On the third day after surgery, Alex was gently placed in an ambulance gurney. He was in pain and I wondered if we could successfully do what we planned. Then I looked at him and he smiled. Alex was a resilient and determined child who could aggressively train twice weekly for an hour in a Madrid Olympic pool.
On Good Friday, Bobbi traveled with Alex in the ambulance while I rode in Dr. Terol’s car following the ambulance from Valencia to the Barajas Airport in Madrid. Along the way, Oscar Kolombatovich was standing beside the road at the designated place, and Dr. Terol quickly filled out and signed the U.S. Visa application. We continued to Barajas Airport where Oscar Kolombatovich would meet us with the completed Visa.
We parked Dr. Terol’s car in the parking lot beside the ambulance with Alex lying prone in the back. Alex would stay there until it was almost time to board the aircraft. Dr. Terol, Bobbi and I went to the TWA First Class reservation desk. They acknowledged the reservations and I extended my American Express card. It was Good Friday, and as I secretly feared, American Express did not answer the telephone. We had First Class tickets but we could not board until they had confirmed the credit card charge.
It is a real test of self-control to be able to appear normal when inside Bobbi and I were raging emotional wrecks. Soon TWA called boarding for the flight. We waited and our composure suffered being destroyed. The waiting was agonizing. Alex was now with us. Even the TWA agent was suffered anxiety. There was nothing we could do but wait, when dear friends Rafael Lorca, Georgia Lochridge, Edgardo and Puque Alberti, and Joaquin Soriano arrived. They each threw credit cards on the TWA desk, and all said, “They must fly!”
Bobbi carried Alex to the boarding gate and placed him down for the first time on his feet. He was steady but became cranky and upset (with every reason to behave angrily) when the airport security guard asked Bobbi, “What’s wrong with your child? Bobbi frowned, “Alex was running and fell back there. He is upset and angry.” It worked. We were soon in the first class cabin with chilled white wine and comfortable leather seats.

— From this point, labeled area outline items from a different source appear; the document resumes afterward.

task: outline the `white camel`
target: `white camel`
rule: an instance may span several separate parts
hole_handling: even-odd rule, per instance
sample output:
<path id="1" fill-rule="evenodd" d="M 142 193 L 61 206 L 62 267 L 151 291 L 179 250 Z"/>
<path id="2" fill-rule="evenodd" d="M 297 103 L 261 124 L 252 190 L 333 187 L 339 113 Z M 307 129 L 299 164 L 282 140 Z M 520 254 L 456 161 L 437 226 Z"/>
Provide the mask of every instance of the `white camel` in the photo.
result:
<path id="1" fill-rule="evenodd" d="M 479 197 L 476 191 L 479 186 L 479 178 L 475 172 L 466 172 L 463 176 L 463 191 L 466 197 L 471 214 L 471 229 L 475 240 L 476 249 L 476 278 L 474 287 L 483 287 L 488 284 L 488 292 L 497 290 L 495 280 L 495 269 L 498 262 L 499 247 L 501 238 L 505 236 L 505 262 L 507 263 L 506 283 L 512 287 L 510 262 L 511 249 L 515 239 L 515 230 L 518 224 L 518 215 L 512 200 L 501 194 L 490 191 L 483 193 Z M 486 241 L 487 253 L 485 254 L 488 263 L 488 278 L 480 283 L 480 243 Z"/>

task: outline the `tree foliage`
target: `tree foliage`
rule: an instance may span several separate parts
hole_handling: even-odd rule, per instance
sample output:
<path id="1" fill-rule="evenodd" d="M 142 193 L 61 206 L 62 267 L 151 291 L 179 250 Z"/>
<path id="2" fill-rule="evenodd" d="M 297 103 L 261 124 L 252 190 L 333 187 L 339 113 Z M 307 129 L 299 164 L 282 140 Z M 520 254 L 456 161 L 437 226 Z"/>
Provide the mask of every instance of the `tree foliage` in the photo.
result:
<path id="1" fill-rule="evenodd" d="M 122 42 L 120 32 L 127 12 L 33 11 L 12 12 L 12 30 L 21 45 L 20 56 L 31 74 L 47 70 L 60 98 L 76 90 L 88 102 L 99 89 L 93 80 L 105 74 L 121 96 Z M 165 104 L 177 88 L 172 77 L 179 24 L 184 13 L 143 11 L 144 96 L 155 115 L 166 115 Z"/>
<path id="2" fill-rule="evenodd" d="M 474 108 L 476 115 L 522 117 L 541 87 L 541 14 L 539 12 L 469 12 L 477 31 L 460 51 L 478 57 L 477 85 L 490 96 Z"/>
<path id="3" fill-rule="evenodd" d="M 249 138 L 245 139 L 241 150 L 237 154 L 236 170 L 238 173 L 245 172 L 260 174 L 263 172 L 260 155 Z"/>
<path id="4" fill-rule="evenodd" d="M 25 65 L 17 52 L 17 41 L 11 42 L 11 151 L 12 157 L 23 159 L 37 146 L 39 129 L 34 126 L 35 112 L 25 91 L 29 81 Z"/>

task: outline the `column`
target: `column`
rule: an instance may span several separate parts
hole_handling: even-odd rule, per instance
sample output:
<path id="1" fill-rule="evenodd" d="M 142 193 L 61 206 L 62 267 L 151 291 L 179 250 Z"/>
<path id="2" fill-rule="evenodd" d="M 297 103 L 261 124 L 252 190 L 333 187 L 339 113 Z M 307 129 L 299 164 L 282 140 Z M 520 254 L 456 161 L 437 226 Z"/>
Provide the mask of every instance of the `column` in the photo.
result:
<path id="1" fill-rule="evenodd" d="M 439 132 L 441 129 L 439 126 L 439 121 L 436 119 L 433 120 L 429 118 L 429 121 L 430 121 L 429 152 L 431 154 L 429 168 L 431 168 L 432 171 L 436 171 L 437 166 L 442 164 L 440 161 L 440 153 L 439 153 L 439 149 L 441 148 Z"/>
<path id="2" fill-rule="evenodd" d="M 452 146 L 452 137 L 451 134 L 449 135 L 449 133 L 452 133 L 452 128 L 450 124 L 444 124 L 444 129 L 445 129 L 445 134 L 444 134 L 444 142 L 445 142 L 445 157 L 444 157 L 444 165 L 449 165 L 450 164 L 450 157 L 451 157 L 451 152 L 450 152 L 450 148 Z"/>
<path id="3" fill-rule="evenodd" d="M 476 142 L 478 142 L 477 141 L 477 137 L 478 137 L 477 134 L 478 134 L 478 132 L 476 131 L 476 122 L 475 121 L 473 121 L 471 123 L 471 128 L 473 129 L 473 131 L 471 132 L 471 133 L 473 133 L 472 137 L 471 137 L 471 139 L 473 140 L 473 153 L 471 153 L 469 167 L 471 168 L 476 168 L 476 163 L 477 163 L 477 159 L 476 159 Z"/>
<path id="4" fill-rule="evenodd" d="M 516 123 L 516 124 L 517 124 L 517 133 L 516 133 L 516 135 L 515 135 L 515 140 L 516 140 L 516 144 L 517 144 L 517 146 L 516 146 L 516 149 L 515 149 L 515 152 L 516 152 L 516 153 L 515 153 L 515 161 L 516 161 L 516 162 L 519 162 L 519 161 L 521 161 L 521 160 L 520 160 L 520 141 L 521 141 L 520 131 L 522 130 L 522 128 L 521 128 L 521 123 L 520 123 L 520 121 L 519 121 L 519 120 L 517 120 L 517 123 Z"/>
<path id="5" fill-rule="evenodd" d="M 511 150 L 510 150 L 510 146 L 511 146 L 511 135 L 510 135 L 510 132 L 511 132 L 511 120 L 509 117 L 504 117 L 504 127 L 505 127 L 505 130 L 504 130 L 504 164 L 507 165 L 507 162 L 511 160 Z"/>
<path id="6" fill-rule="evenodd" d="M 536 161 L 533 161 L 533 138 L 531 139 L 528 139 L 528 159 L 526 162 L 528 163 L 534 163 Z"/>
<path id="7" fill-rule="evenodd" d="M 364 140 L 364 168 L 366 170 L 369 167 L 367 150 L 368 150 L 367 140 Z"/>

The First Class cabin was not full, so Alex selected a seat by himself, in the front row, and he ordered Coca Cola that he wasn’t supposed to have, and then he asked for chocolates. The stewardess doted over the white-blonde-haired child. Occasionally, Alex would glare back at us and mouth the words, ‘Fuerra!’ (Stay away),
For the moment things couldn’t be better. We experienced feelings of intense excitement and happiness. We had accomplished what we had to do, and were on our way home to family and expert medical attention. At this point, we did what we had to do. Tomorrow would obviously come with serious challenges. But today was today, and that was good.
We would be met in New York by my brother John and Bobbi’s sister Pam. We would all fly together to Boston where they awaited Alex in Children’s Hospital. Bobbi, Carlos and I would stay in the wonderful Ronald Mac Donald house with other parents and their children who were diagnosed with Cancer. Ruth Garrity arranged all reservations. The diagnostic tests would begin the following morning. Bobbi’s parents, Bob and Ruth awaited us in their home in Leominster; Mass (only an hour’s drive from Boston) where three other married daughters lived with two siblings each, many of whom were similar in age to Alex.
Years later, I had the privilege to know Elisabeth Kübler-Ross, and on one occasion she had a psychic attending the retreat, whom I told my story of the wind and slamming shutters. The lady looked at me and observed, “You already know, it was your grandfather.